Our Crow team reached a new milestone at the 14th American Association for Corpus Linguistics (AACL) this past September: our first presentations of inter-institutional projects!
The two presentations, “Annotating learner data for lexico-grammatical patterns: A comparison of software tools” and “Lexico-grammatical Patterns in First Year Writing across L1 Backgrounds”, were given by Crowbirds from the University of Arizona, Purdue University, and Northern Arizona University.
The first project, “Annotating learner data for lexico-grammatical patterns: A comparison of software tools” was led by Adriana Picoral. The team, consisting of Adriana Picoral, Dr. Randi Reppen, Dr. Shelley Staples, Ge Lan, and Aleksey Novikov, compared three tools: 1) Biber tagger, a POS and syntactic tagger that integrate rule-based and probabilistic components; 2) MALT parser, an open source statistical dependency parser; and 3) Stanford parser, another open source statistical parser widely used in natural language processing applications. The corpus for this study was sampled from our larger inter-institutional corpus of first year writing (FYW) texts, and consisted of a total of 16 documents from 3 institutions (Purdue University, University of Arizona, and Northern Arizona University) and 4 first language backgrounds (Arabic, Chinese, English, and Korean) for a total of 27,930 tokens.
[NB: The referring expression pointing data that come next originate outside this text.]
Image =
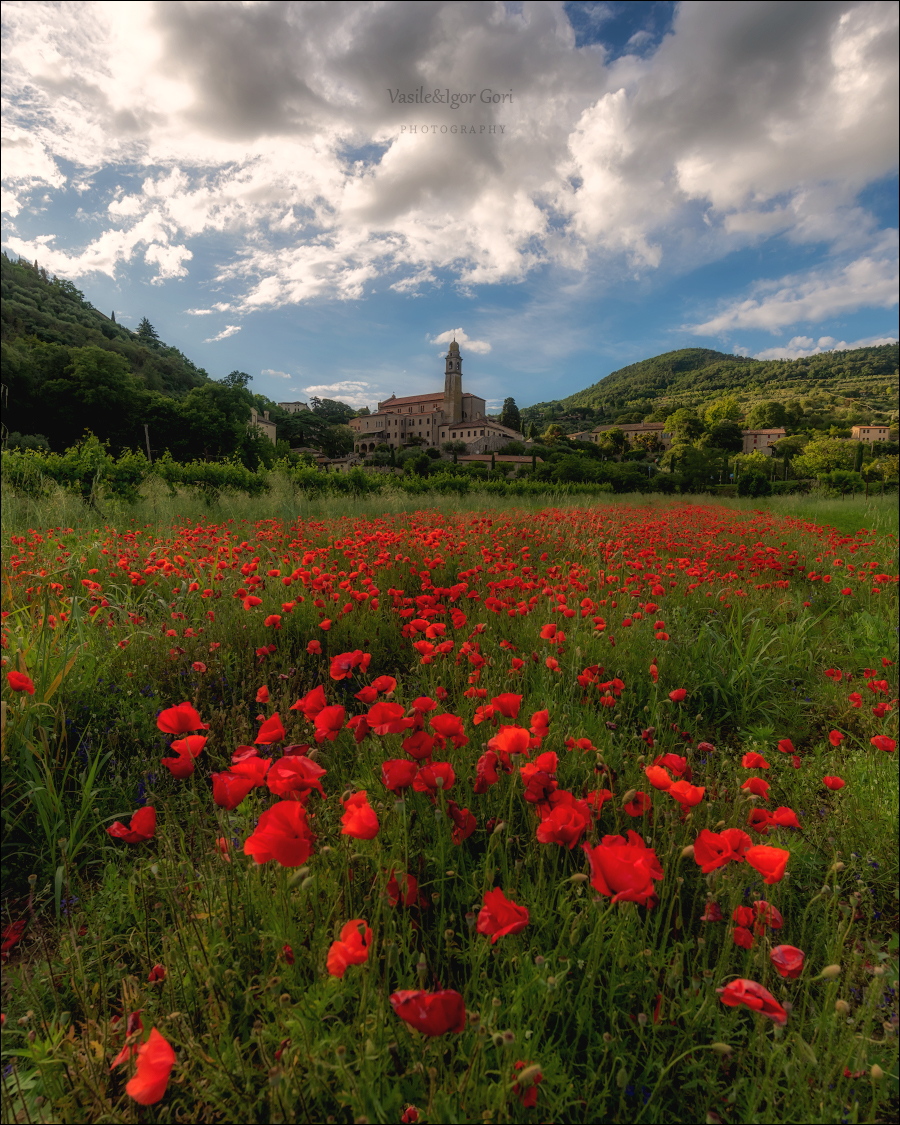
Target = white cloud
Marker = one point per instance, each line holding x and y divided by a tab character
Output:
748	120
479	347
227	331
800	347
869	281
352	392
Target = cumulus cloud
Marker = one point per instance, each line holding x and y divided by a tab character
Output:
270	126
227	331
479	347
800	347
352	392
867	281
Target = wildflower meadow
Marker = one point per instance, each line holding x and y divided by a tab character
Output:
519	813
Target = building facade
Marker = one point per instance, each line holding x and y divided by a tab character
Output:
429	420
871	433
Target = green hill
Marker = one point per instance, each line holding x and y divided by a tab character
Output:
693	377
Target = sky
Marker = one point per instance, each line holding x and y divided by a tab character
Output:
324	194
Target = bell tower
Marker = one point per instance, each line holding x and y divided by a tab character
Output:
452	386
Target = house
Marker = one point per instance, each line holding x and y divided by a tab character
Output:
762	440
429	419
632	431
870	433
262	423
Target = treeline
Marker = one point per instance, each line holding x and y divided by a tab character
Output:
68	368
866	376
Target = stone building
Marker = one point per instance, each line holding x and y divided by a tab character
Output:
429	420
871	433
263	423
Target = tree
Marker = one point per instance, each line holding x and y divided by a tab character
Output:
510	415
723	410
456	448
727	434
236	379
146	332
768	415
684	425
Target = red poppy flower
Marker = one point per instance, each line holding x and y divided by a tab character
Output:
464	822
755	997
398	773
282	834
784	817
180	720
155	1060
449	727
187	749
638	804
431	1013
432	777
788	961
686	794
716	849
311	703
330	722
624	870
270	731
770	862
20	683
359	818
351	948
486	772
564	825
386	719
500	917
295	774
142	828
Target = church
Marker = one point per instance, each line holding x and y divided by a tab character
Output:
432	419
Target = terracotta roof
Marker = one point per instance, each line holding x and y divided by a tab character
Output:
408	399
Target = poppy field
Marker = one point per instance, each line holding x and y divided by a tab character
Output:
522	815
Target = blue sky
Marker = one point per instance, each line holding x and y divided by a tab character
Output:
663	176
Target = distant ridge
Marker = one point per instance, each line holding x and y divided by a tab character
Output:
691	376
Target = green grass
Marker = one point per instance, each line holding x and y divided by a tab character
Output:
617	1005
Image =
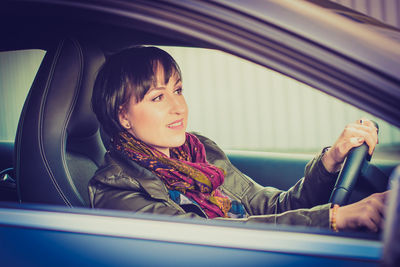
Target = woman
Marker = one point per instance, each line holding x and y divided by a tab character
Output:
154	166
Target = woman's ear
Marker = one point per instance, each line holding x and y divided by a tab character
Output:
123	120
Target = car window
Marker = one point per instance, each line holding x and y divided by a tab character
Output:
18	70
261	110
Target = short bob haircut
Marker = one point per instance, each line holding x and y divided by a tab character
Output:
126	73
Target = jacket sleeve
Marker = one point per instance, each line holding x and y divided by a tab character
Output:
303	204
311	190
106	197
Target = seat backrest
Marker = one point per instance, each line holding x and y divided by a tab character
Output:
58	145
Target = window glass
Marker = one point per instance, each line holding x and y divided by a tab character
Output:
17	72
244	106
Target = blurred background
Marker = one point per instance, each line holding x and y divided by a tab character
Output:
258	109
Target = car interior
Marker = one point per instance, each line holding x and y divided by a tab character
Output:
58	144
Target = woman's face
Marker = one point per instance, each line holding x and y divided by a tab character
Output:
160	119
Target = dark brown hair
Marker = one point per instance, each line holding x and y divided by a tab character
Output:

All documents were annotated using all three tools. Gold standard labels were also created by up to four human coders for each document. Predicted labels from the three tools were then compared with the human-created gold standard labels. Precision (when a word was annotated, if it was correct) and recall (whether the annotation was identified on a word) were calculated for each one of our target features (noun-noun sequences, attributive adjectives, relative clauses, and complement clauses) across the different tools. The team presented methods, including descriptions of the web-based interfaces built for human tag-checking, and the evaluation measures from all three tools. While the Stanford parser performed better when labeling our target clausal features, the Biber tagger performed better for the targeted phrasal features.
Post-processing scripts will be used to improve both tools’ accuracy, and the team may combine their output to achieve higher performance rates on automated annotation of our learner data in the future.
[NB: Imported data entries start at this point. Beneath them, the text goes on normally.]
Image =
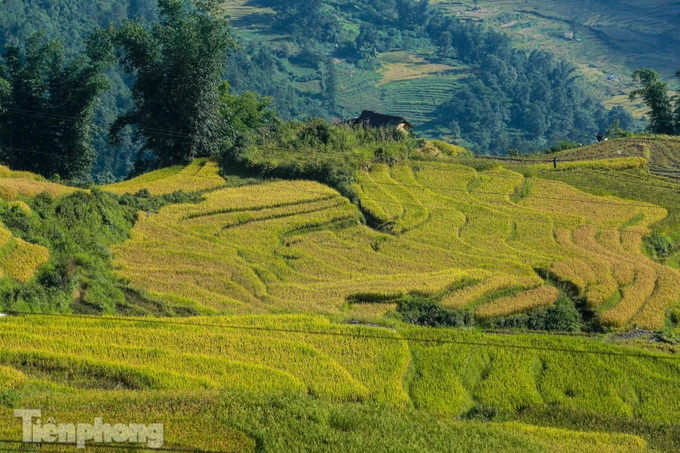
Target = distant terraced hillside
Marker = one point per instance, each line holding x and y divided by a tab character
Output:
662	153
471	239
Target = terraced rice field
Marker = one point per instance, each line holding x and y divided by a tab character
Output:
445	230
18	259
244	367
400	66
418	98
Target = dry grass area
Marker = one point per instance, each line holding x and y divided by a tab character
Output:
399	66
300	246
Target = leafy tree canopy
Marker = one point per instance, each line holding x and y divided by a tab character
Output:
177	66
48	103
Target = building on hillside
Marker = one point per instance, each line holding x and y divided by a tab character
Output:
373	119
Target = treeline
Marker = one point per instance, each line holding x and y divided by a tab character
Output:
180	107
663	104
511	99
157	98
71	22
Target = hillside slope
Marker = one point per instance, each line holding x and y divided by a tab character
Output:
302	383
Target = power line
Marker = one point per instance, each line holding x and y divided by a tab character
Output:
46	115
28	445
325	153
351	335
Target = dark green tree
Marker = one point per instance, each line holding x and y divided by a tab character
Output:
177	67
243	113
677	107
654	93
329	85
48	103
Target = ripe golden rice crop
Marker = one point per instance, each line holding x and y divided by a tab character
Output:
633	298
299	245
11	378
540	297
10	188
666	294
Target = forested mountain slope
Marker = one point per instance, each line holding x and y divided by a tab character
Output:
450	74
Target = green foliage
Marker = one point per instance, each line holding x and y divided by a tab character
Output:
316	150
307	20
48	105
432	314
561	146
78	230
177	66
654	93
658	245
562	316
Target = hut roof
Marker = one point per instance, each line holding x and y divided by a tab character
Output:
374	119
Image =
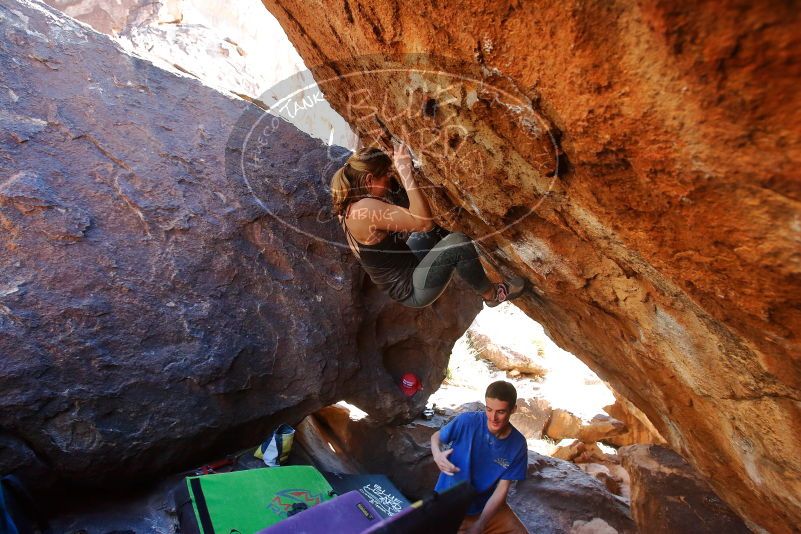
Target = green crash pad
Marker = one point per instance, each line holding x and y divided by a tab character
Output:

The second project presentation, “Lexico-grammatical Patterns in First Year Writing across L1 Backgrounds,” was led by Dr. Shelley Staples with help from other Crowbirds Dr. Randi Reppen, Aleksey Novikov, and Ge Lan, and including collaborators Dr. Qiandi Liu and Dr. Chris Holcomb from University of South Carolina. The group compiled a balanced corpus (612,100 words) of argumentative essays across four L1s – English, Chinese, Arabic, and Korean, which was then tagged with the Biber Tagger and improved for accuracy with post-tagging scripts. The researchers investigated the use of six features: attributive adjectives, pre-modifying nouns, that- and wh-relative clauses, that- verb complement clauses, and that- noun complement clauses both quantitatively and qualitatively. ANOVA was applied to test the differences among the four L1 groups and across two different institutions (Northern Arizona University and University of South Carolina).
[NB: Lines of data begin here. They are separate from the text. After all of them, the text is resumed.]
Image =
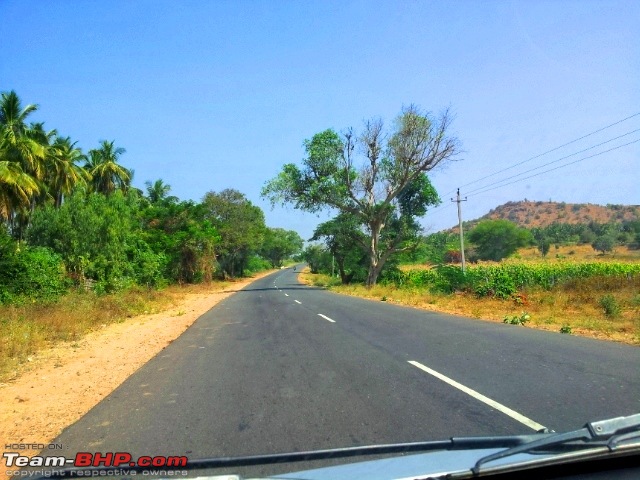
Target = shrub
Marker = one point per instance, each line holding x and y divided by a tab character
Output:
610	305
517	319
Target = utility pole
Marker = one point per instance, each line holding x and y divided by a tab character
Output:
333	261
458	200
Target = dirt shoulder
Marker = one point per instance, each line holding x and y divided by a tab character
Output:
66	381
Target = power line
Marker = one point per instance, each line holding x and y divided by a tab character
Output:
554	161
552	150
555	168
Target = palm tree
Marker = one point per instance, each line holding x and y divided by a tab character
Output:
17	188
64	172
158	191
107	175
22	156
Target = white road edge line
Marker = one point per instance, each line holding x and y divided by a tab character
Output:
478	396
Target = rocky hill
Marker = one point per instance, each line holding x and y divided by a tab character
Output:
541	214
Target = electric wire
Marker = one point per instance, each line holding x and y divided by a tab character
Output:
552	162
555	168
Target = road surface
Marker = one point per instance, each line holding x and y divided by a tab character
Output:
283	367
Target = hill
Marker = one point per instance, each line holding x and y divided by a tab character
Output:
542	214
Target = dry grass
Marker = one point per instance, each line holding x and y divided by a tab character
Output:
28	329
575	305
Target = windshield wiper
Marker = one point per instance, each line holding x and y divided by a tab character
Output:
609	433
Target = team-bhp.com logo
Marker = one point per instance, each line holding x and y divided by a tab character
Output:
92	460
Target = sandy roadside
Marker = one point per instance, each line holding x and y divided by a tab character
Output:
66	382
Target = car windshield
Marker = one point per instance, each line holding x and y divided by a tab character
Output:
237	229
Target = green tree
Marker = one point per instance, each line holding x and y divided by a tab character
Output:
64	174
182	235
497	239
158	191
318	257
240	225
385	193
22	156
280	244
98	238
604	243
346	242
107	175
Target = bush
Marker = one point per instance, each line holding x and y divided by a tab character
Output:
610	305
34	273
517	319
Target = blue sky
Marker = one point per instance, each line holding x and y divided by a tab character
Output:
209	95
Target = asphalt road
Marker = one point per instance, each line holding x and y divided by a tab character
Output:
283	367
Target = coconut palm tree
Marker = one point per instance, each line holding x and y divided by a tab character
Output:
64	173
22	156
107	175
17	188
20	142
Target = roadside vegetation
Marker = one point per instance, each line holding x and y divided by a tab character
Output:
80	246
555	278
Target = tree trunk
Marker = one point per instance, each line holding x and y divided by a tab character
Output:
375	263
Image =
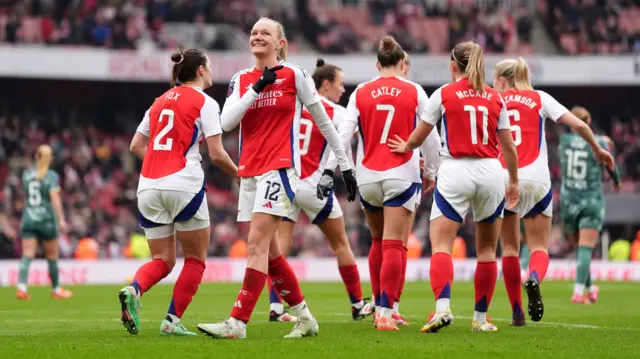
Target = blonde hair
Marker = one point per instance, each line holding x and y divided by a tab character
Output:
44	157
581	113
470	60
407	59
516	72
390	53
283	51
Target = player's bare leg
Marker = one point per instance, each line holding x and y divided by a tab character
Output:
277	313
442	232
265	258
334	230
587	240
537	231
510	234
397	317
194	245
51	252
29	247
486	273
396	221
375	221
163	254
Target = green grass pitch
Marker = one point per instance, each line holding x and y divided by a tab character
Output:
88	326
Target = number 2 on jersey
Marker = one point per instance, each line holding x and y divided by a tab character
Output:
474	123
157	145
387	123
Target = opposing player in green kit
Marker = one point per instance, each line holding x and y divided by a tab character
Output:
41	219
582	202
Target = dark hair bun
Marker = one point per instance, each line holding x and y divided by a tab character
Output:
177	56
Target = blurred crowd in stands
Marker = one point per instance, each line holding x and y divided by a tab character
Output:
593	26
330	26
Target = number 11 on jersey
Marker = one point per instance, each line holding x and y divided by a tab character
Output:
474	123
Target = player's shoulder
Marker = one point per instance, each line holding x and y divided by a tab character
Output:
295	69
241	72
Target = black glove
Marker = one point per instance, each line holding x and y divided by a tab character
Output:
351	184
268	77
325	185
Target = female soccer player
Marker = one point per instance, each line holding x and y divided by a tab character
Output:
527	109
474	121
267	103
323	212
42	218
582	205
389	183
171	191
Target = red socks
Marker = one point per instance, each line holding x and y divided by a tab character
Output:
441	275
351	278
404	273
390	272
484	283
149	274
252	286
375	265
186	286
513	283
539	264
285	281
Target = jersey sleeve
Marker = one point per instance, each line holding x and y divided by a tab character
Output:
235	106
143	127
503	118
433	109
210	117
306	89
551	108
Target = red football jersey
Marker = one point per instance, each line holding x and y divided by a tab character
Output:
313	146
175	124
270	128
387	106
470	119
527	111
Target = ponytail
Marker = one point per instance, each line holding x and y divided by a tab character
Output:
521	75
43	160
475	68
282	53
515	72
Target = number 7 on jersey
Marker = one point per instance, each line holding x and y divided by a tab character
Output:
387	123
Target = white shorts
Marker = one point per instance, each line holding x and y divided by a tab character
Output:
535	198
161	212
390	193
475	182
271	193
317	210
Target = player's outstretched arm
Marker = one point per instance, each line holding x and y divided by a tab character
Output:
139	145
329	132
220	157
584	131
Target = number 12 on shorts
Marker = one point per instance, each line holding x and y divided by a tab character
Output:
272	191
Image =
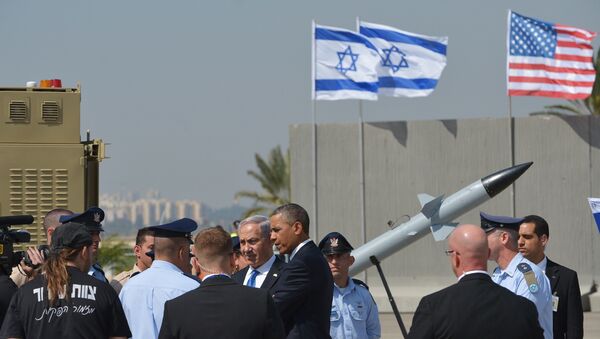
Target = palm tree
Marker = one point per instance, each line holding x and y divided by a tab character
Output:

The results showed significant differences in the way the four features were used across the four L1 groups (p < 0.05), particularly attributive adjectives, premodifying nouns, that- noun complement clauses, that- and wh- relative clauses. Compared to L1 English writers, L2 writers tended to rely more on the repetition of phrasal features. They also used more wh-relative clauses than that- relative clauses, which could be explained by more prescriptive instruction on wh- relative clauses for L2 writers, as opposed to the influence of oral language and a lack of register awareness for L1 English writers.
Finally, attributive adjectives and that- relative clauses had significant differences for Chinese L2 writers (p < 0.05), whereas no significant difference was found for any feature between the two institutions for L1 English writers. A possible reason for this difference is that students from USC who used more of the two features, may have had higher proficiency, but the NAU students were in a bridge program working on improving their proficiency. An alternative explanation is that relative clauses were included in the USC syllabi, while it is unclear whether this instruction was received at NAU.
Both conference presentations were very well received at AACL. We plan to submit a publication for the first paper to NAACL or ACL in the near future.